We are searching for a skilled DevOps engineer to join our team. The successful candidate will be responsible for developing and maintaining our AI-driven systems' operations, ensuring the reliability, scalability, and performance of our services. This role requires a deep understanding of AI, machine learning, data management, and systems administration.
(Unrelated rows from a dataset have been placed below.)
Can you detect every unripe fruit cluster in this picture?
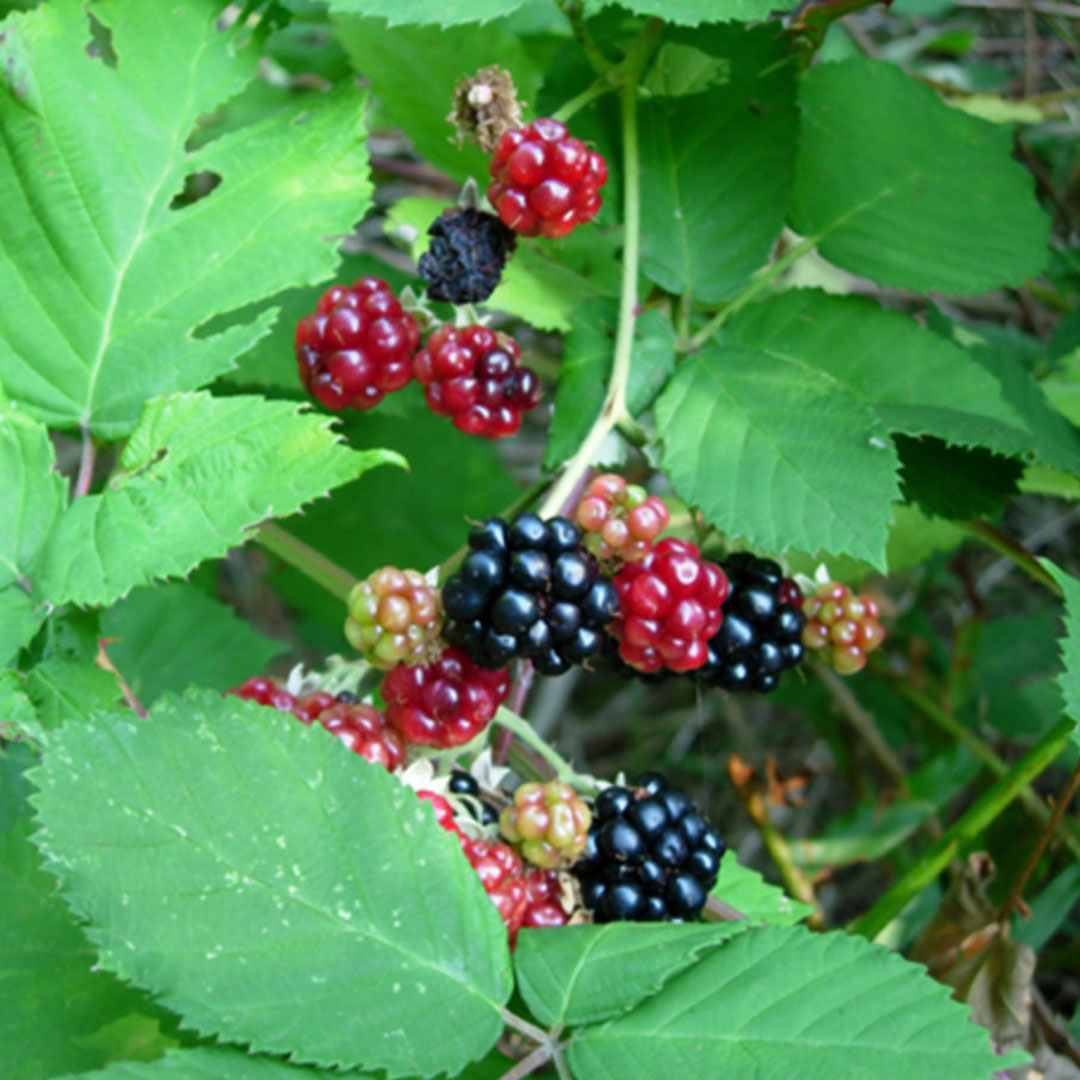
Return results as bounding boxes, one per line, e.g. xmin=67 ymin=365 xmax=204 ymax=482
xmin=610 ymin=538 xmax=729 ymax=674
xmin=802 ymin=582 xmax=886 ymax=674
xmin=413 ymin=324 xmax=543 ymax=439
xmin=499 ymin=780 xmax=592 ymax=869
xmin=295 ymin=278 xmax=420 ymax=411
xmin=576 ymin=473 xmax=670 ymax=565
xmin=487 ymin=117 xmax=608 ymax=239
xmin=345 ymin=566 xmax=443 ymax=670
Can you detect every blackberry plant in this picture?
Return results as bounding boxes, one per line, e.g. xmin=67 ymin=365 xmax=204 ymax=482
xmin=2 ymin=1 xmax=1078 ymax=1080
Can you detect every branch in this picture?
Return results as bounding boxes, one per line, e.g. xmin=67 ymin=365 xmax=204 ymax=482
xmin=254 ymin=522 xmax=358 ymax=602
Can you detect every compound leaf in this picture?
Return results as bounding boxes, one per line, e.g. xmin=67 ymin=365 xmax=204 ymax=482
xmin=36 ymin=392 xmax=402 ymax=607
xmin=791 ymin=58 xmax=1048 ymax=295
xmin=1046 ymin=563 xmax=1080 ymax=749
xmin=515 ymin=922 xmax=741 ymax=1028
xmin=568 ymin=924 xmax=1015 ymax=1080
xmin=56 ymin=1046 xmax=365 ymax=1079
xmin=31 ymin=689 xmax=511 ymax=1077
xmin=0 ymin=0 xmax=371 ymax=437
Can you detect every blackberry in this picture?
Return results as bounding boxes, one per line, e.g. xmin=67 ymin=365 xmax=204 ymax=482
xmin=802 ymin=581 xmax=885 ymax=675
xmin=418 ymin=207 xmax=517 ymax=304
xmin=696 ymin=553 xmax=806 ymax=694
xmin=573 ymin=773 xmax=723 ymax=923
xmin=449 ymin=768 xmax=499 ymax=826
xmin=441 ymin=513 xmax=619 ymax=676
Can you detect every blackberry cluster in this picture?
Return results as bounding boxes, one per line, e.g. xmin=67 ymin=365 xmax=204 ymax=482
xmin=442 ymin=514 xmax=619 ymax=677
xmin=574 ymin=773 xmax=723 ymax=923
xmin=696 ymin=553 xmax=806 ymax=694
xmin=418 ymin=207 xmax=517 ymax=304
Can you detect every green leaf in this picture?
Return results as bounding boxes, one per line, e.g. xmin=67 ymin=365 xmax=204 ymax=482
xmin=0 ymin=740 xmax=36 ymax=832
xmin=791 ymin=58 xmax=1048 ymax=295
xmin=1011 ymin=861 xmax=1080 ymax=951
xmin=331 ymin=16 xmax=542 ymax=181
xmin=36 ymin=392 xmax=403 ymax=607
xmin=0 ymin=402 xmax=66 ymax=663
xmin=26 ymin=658 xmax=122 ymax=731
xmin=327 ymin=0 xmax=524 ymax=27
xmin=1 ymin=817 xmax=155 ymax=1080
xmin=100 ymin=583 xmax=285 ymax=705
xmin=1046 ymin=563 xmax=1080 ymax=748
xmin=885 ymin=505 xmax=966 ymax=573
xmin=611 ymin=0 xmax=783 ymax=24
xmin=567 ymin=924 xmax=1014 ymax=1080
xmin=711 ymin=851 xmax=814 ymax=925
xmin=723 ymin=290 xmax=1041 ymax=461
xmin=897 ymin=437 xmax=1022 ymax=521
xmin=639 ymin=25 xmax=797 ymax=304
xmin=545 ymin=301 xmax=675 ymax=470
xmin=0 ymin=0 xmax=372 ymax=437
xmin=31 ymin=689 xmax=511 ymax=1076
xmin=515 ymin=922 xmax=741 ymax=1028
xmin=57 ymin=1046 xmax=360 ymax=1079
xmin=655 ymin=341 xmax=900 ymax=567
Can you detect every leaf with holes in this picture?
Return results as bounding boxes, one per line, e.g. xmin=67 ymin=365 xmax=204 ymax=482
xmin=30 ymin=688 xmax=512 ymax=1077
xmin=35 ymin=392 xmax=403 ymax=607
xmin=515 ymin=923 xmax=741 ymax=1028
xmin=655 ymin=341 xmax=900 ymax=567
xmin=567 ymin=925 xmax=1019 ymax=1079
xmin=0 ymin=0 xmax=371 ymax=438
xmin=0 ymin=402 xmax=66 ymax=665
xmin=791 ymin=59 xmax=1048 ymax=294
xmin=639 ymin=25 xmax=797 ymax=303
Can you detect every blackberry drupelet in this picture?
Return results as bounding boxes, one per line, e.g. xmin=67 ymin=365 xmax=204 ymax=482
xmin=441 ymin=513 xmax=619 ymax=676
xmin=418 ymin=207 xmax=517 ymax=304
xmin=696 ymin=553 xmax=806 ymax=694
xmin=573 ymin=773 xmax=724 ymax=923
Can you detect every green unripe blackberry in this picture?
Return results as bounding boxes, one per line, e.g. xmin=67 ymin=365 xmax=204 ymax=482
xmin=345 ymin=566 xmax=443 ymax=669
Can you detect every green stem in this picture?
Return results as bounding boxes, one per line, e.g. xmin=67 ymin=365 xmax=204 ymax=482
xmin=849 ymin=716 xmax=1076 ymax=940
xmin=555 ymin=0 xmax=613 ymax=77
xmin=493 ymin=707 xmax=597 ymax=793
xmin=961 ymin=519 xmax=1064 ymax=598
xmin=552 ymin=78 xmax=613 ymax=123
xmin=255 ymin=522 xmax=357 ymax=602
xmin=685 ymin=233 xmax=820 ymax=352
xmin=880 ymin=669 xmax=1080 ymax=858
xmin=538 ymin=36 xmax=651 ymax=519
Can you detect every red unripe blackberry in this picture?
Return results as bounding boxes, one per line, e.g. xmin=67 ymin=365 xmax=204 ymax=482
xmin=413 ymin=324 xmax=542 ymax=439
xmin=802 ymin=582 xmax=885 ymax=675
xmin=609 ymin=538 xmax=729 ymax=674
xmin=487 ymin=118 xmax=608 ymax=239
xmin=316 ymin=702 xmax=405 ymax=770
xmin=499 ymin=780 xmax=592 ymax=869
xmin=345 ymin=566 xmax=444 ymax=669
xmin=576 ymin=473 xmax=670 ymax=567
xmin=417 ymin=789 xmax=467 ymax=846
xmin=295 ymin=277 xmax=420 ymax=411
xmin=226 ymin=677 xmax=301 ymax=718
xmin=382 ymin=646 xmax=510 ymax=748
xmin=465 ymin=837 xmax=529 ymax=944
xmin=521 ymin=868 xmax=571 ymax=929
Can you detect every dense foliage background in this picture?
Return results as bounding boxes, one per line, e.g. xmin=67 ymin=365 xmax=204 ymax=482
xmin=2 ymin=0 xmax=1080 ymax=1077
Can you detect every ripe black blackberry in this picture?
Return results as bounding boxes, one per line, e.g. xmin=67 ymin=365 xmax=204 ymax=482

As a DevOps engineer, you will work closely with our software engineering and data engineering teams to facilitate continuous integration/continuous delivery (CI/CD) for AI models and to deploy AI-driven services in a scalable and maintainable manner.
• Manage the machine learning lifecycle for AI models from deployment to training to serving including data preparation, model training, tuning, optimization and release.
• Develop and implement DevOps processes and best practices for ML workflows including CI/CD, monitoring, logging and infrastructure automation.
• Collaborate with software engineers to understand and address system requirements, and ensure smooth integration and deployment of AI models.
• Identify and fix issues related to performance, scalability, and reliability.
• Perform system troubleshooting and problem-solving across platform and application domains.
• Keep up-to-date with the latest industry trends in AI and DevOps.
• Evaluate and implement new tools and technologies to improve the efficiency of our operations.
• Minimum 3 years of experience in DevOps, with a focus on AI-based systems and applications.
• Bachelor's degree in computer science, software engineering, or a related field; advanced degree preferred.
• Strong understanding of machine learning, natural language processing (NLP) concepts, tools, and techniques, as well as their infrastructure requirements.
• Experience with systems and IT operations, including Linux/Unix administration and scripting languages (Python, Bash).
• Familiarity with modern deployment and automation tools, such as Jenkins, Docker, Kubernetes, Ansible, and Terraform.
• Proficiency in cloud services (AWS, Google Cloud, Azure) and managing scaled AI services in the cloud.
• Exceptional problem-solving skills and attention to details.
• Excellent communication and collaboration abilities.